Memang sejak peristiwa tongkang tenggelam, Pemerintah Aceh sudah membuka Posko Pengaduan dan Informasi Kapal Tenggelam. Dari sini mereka menjaring berbagai informasi. Pemerintah Aceh juga berupaya mengembalikan jenazah penumpang tongkang itu ke kampung halamannya masing-masing.
Bahkan Gubernur Zaini Abdullah sudah mengirim utusannya ke Malaysia untuk mengurus segala kepentingan mengenai warga Aceh yang ikut dalam tongkang yang tenggelam itu. Salah seorang yang dikirim ke Malaysia adalah Said Rasul, Kepala Badan Penanggulangan Bencana Aceh.

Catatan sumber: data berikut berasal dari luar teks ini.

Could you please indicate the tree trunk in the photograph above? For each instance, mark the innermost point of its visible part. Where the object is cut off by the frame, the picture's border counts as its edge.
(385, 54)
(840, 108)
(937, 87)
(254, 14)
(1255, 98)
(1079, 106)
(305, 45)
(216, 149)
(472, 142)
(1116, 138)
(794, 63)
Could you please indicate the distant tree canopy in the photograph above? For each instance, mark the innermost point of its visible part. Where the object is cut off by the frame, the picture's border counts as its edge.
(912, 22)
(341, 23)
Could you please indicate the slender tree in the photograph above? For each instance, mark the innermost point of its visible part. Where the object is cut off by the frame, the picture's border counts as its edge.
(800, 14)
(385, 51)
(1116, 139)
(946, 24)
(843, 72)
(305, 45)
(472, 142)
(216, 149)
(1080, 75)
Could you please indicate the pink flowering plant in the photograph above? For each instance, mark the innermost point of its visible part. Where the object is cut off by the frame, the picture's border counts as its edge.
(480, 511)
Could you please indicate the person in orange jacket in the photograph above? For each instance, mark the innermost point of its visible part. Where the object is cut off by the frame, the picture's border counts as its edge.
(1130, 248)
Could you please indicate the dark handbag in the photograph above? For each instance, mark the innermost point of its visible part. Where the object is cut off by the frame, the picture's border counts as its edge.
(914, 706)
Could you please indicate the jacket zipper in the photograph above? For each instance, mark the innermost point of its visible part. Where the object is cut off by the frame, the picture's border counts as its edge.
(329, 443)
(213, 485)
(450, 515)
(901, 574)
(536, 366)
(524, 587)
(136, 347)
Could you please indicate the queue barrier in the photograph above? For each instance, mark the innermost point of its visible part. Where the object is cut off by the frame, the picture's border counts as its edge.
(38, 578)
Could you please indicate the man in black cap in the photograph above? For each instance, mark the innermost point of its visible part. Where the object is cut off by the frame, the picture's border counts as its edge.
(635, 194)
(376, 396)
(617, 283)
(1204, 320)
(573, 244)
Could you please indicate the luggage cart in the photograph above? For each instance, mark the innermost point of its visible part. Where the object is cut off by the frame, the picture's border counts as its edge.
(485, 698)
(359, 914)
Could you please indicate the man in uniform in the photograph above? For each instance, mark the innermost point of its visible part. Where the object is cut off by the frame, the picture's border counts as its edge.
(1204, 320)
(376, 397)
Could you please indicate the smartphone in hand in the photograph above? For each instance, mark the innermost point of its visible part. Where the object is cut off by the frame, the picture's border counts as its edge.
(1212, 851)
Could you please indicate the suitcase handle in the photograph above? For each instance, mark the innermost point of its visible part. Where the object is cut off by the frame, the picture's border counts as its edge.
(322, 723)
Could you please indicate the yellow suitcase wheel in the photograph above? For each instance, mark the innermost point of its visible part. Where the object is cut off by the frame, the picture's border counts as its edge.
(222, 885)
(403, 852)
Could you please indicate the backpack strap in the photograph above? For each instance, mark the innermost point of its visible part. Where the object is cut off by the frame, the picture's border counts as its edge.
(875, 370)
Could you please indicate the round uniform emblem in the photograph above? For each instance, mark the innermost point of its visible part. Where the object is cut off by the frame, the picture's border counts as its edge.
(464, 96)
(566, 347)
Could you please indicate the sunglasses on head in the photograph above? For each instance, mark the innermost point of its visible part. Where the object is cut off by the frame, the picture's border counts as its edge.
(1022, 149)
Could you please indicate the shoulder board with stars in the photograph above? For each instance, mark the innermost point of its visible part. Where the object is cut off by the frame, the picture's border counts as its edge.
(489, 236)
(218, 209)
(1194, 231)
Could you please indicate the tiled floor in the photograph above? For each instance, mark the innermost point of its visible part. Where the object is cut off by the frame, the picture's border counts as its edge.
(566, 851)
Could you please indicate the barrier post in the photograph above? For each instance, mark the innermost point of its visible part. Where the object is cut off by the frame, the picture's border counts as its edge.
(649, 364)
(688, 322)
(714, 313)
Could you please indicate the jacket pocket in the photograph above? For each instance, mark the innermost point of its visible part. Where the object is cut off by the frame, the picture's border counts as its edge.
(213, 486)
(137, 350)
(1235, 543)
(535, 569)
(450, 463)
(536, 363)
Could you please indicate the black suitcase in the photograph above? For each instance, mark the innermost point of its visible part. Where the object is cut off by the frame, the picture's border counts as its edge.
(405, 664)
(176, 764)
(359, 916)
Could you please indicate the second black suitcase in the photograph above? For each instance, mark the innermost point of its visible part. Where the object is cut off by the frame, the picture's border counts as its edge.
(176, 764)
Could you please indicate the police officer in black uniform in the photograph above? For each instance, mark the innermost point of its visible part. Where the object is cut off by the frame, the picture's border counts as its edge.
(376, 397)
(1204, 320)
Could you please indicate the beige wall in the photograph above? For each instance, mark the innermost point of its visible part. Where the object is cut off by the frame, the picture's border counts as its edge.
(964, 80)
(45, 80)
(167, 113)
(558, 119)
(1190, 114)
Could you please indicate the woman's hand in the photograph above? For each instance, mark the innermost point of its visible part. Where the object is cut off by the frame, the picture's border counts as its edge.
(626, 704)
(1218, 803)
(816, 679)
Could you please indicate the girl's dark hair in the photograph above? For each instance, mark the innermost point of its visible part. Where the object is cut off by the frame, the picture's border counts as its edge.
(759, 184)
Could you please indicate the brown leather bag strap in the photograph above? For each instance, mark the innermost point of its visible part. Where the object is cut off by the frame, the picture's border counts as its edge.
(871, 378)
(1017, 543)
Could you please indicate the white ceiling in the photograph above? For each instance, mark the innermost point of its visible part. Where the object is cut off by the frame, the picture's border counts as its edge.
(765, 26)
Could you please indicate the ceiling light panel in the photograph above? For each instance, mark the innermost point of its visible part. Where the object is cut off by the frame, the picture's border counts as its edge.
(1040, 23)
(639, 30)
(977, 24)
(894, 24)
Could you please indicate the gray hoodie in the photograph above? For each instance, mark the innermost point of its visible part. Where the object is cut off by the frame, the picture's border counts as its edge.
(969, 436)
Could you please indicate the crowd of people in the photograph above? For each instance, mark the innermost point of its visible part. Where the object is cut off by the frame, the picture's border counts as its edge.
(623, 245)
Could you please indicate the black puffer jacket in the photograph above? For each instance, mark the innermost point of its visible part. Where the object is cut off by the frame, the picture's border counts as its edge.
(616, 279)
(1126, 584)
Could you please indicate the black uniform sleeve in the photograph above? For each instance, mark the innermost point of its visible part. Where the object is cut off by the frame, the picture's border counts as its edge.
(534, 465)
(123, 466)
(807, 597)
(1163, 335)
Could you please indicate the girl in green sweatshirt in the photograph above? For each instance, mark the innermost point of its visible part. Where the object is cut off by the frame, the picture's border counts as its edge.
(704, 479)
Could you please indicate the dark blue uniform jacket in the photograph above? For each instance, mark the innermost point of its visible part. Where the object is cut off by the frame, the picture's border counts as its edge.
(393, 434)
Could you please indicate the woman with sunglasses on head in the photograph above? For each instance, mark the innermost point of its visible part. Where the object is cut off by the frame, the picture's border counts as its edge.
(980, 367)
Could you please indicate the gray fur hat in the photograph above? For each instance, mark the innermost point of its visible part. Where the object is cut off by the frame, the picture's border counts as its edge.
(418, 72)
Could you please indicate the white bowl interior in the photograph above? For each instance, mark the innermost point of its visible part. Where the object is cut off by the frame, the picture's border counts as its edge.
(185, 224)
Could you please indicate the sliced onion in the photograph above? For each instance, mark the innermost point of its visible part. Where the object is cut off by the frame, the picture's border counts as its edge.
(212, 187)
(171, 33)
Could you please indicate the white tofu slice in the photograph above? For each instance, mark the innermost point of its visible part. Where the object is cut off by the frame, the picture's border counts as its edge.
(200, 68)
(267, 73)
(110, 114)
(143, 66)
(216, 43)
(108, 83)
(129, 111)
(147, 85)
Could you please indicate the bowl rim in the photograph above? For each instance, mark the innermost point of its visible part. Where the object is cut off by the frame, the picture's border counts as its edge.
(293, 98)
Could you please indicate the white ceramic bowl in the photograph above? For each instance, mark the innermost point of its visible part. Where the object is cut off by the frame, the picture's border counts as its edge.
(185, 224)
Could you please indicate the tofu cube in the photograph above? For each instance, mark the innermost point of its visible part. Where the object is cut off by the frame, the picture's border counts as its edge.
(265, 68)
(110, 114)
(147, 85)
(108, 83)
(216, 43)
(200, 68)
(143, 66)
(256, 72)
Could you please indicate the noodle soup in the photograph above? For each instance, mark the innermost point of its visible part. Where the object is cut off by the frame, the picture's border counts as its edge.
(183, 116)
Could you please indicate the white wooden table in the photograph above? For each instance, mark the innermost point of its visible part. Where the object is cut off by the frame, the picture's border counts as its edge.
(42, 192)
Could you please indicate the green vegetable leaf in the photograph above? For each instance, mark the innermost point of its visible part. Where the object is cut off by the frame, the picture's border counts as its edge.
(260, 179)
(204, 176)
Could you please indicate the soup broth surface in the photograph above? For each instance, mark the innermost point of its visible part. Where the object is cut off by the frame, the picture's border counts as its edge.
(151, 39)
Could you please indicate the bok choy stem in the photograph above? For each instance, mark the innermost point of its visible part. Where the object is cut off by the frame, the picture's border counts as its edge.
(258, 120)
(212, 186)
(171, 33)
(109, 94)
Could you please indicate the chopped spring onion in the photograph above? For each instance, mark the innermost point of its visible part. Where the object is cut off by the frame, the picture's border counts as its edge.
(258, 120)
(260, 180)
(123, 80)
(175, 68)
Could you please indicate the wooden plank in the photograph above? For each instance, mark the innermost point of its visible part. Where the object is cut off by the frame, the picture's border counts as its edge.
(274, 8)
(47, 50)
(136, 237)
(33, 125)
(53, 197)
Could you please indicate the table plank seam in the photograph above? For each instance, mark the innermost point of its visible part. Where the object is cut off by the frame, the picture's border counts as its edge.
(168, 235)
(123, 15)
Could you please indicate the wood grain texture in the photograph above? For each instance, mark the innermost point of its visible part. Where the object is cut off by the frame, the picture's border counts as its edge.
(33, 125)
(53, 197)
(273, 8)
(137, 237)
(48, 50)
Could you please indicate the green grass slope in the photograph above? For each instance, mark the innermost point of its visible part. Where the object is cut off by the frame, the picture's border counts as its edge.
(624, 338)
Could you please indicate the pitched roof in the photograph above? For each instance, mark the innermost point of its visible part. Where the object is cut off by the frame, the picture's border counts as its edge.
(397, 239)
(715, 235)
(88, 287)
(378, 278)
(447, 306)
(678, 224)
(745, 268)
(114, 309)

Sejak kemarin, beberapa jenazah sudah tiba di Banda Aceh. Wali Nanggroe Aceh Malik Mahmud Al-Haytar bersama Gubernur Zaini Abdullah langsung menyambut dan membantu mengangkat peti jenazah yang diturunkan dari pesawat. Gubernur menyatakan Pemerintah Aceh menanggung segala biaya pemulangan jenazah dan menyantuni keluarga korban.
Berbagai informasi soal tenggelamnya tongkang itu tentu saja sampai ke Pemerintah Aceh, terutama melalui Posko Pengaduan dan Informasi Korban Kapal Tenggelam di Biro Humas Pemerintah Aceh. Termasuk cerita tentang proses tenggelam kapal sebagaimana diceritakan Mustafa tadi.
“Kami menerima cerita yang sama dari keluarga kami yang ada di dalam tongkang itu. Saat kejadian dia menelepon kami, dan bercerita dalam kondisi sedang kalut. Lalu teleponnya terputus,” katanya kepada petugas posko. Dari Posko, dia mendapat data bahwa keluarganya selamat.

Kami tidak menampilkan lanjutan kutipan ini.